Ох, уж это-то она помнит! Несколько раз забегал, и всегда ненадолго. Голодный, а сказать стеснялся. Она его один раз картофельной похлебкой накормила. У самих было не густо. А ночевать… Нет, это было невозможно. И еще папа ему махорки давал.

«В дивизию ежедневно прибывало пополнение из новобранцев, спали мы в землянках в такой тесноте, что поворачиваться на другой бок приходилось по команде, сразу всем. И не удивительно, что нас чуть не каждый день гоняли в баню.

Сходить в баню — невелик труд, во всяком случае это лучше, чем занятия по тактике. Но морозы стояли страшенные, под пятьдесят, а баня была не близко. И эти походы были бы очень неприятными, если бы не удавалось мне частенько удирать, пренебрегая суровостью законов военного времени: свыше двух часов самоволки — дезертир».

Морозы и вправду стояли в ту зиму жуткие. Он даже нос поморозил. Пришлось вазелином мазать. И кремом. А один раз пошла его провожать. Чтобы не очень спешить, нос ему бинтом перевязали. Мороз не донимал, а встречные с сочувствием смотрели, раненный, дескать, солдатик.

«В феврале кончились, наконец, холода, кончилось и наше пребывание в этом городке. Безошибочная солдатская молва дня за три сообщила точную дату отправки. Нас в последний раз вымыли, переодели во все новое. Дивизия выезжала на фронт.

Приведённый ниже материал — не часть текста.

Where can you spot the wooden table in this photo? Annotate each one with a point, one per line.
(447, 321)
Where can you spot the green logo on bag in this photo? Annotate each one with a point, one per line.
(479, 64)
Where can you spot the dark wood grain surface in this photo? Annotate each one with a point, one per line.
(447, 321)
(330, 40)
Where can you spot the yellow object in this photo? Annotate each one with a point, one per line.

И вот наступило утро того дня… В землянке, которая и раньше не отличалась красотой, стало вовсе голо. На пустых нарах в ряд стояли туго набитые вещмешки, валялись две пустые бутылки. Кто-то искал портянки, кого-то вызывали, с кем-то ругался старшина… Мне нужно было быстрей удрать, чтобы успеть проститься, но я побаивался сделать это самовольно. А взводный все не показывался. Наконец, он пришел, очень молодой и очень самоуверенный лейтенант. В ответ на мою просьбу презрительно сощурился и бросил что-то пакостное в адрес всех женатых. Но все же отпустил. Отпустил!

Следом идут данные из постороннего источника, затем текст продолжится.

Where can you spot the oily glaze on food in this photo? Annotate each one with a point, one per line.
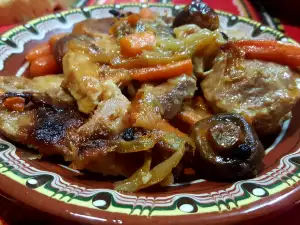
(137, 97)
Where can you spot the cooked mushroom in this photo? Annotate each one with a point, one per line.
(227, 148)
(197, 13)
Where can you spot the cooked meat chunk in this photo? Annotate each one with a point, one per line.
(81, 80)
(114, 156)
(110, 117)
(51, 131)
(172, 93)
(17, 126)
(45, 89)
(194, 110)
(262, 92)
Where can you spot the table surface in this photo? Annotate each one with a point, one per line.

Помню, что с непривычки мне очень неудобно было бежать с тяжелым мешком за спиной. Да и шинель попалась длинновата, путался я в ней. Ноги в новых, твердых валенках быстро заломило, противогаз и лопатка на каждом шагу подпрыгивали и норовили съехать на живот. Но я бежал и бежал.

Вот, наконец, и знакомый двухэтажный дом. Как хотелось одним духом вбежать по лестнице и постучать! Но я сделал не так. Я не собирался никого пугать и расстраивать. Я снял мешок, снял противогаз, расстегнулся. Проклятый пот так и лез из меня. Я несколько раз вытер лицо новенькой дымчатой шапкой, но оно сразу же вновь становилось мокрым. Тогда я сел на ступеньки, скрутил цигарку, закурил. Потом развязал мешок, достал полотенце и так сидел некоторое время — покуривая и вытираясь.

Шапку, противогаз, а заодно и ремень с подсумками и лопаткой положил рядом. Сидел и прислушивался — не пойдет ли кто. Очень уже не хотелось, чтобы кто-нибудь видел, как я тут расположился». Какой он тогда пришел — спокойный или нет? Сейчас и не вспомнить. Не до этого было. Разве все упомнишь… Отдельные картинки крепко в памяти держатся. А чтобы все подряд, по порядку — нет, не вспомнить.

«А потом мы сидели в ее комнате. Я попросил ее поставить нашу любимую пластинку. Была у нас такая, мы под нее танцевать любили. Как-то, уже после войны, довелось мне вновь услышать эту песенку, и я поразился — до чего же она пустая! Но тогда она нам очень нравилась. Пластинка была старая, с трещиной, и на каждом обороте сухо щелкала. А мы сидели и слушали. И у нее на глазах появились слезы. Именно в эту минуту мы, кажется, начали понимать, что можем расстаться навсегда». Нет, ничего она тогда не понимала. Это, может, он понимал. А она — нет. Только было такое ощущение, будто кто-то по голове ударил. Даже шум в ушах стоял. И отупела она как-то, ничего не могла сообразить.